The electronic structure of the actinide oxides and their singly and doubly charged cations: A ligand field approach

Abstract

AbstractLigand field theory (LFT) calculations of energy levels were performed for the neutral actinide monooxides (AnO) and their singly and doubly ionized cations (AnO+ and AnO2+) by treating the molecular electronic states as Anm+ free‐ion energy levels (where An ∈ Th through Lr and m = 1, 2, 3, or 4) perturbed by the electric field of O2−or O−. LFT parameters obtained from fits to the energy levels of ThO, ThO+, UO, and UO+ were used to compute molecular energy levels for the lowest energy (maximum Sc, maximum Lc) 5f‐core states of An4+, An3+, An2+, and An+ for the majority of the An4+O2−, An3+O−, An3+O2−, An2+O−, An2+O2−, and An+O− electronic configurations.
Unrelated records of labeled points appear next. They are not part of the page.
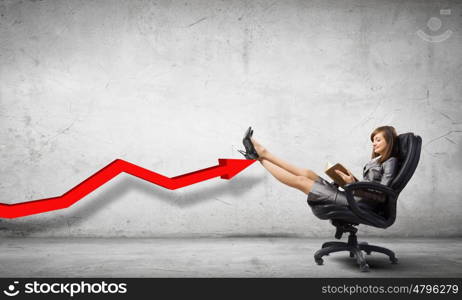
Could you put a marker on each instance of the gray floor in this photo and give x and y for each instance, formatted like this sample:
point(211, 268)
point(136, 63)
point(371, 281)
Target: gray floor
point(220, 257)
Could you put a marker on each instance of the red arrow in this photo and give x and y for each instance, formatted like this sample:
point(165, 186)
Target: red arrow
point(226, 169)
Simple linear relationships enabled predictions of the dissociation energies for AnO, AnO+ and AnO2+ (where An ∈ Bk through Lr) and ionization energies for AnO and AnO+ (where An ∈ Bk through Lr), mainly based on recent accurate experimental data for the ionization energies of An atoms (where An ∈ Fm, Md, No, and Lr) and correlations with the energetics of the atoms and ions.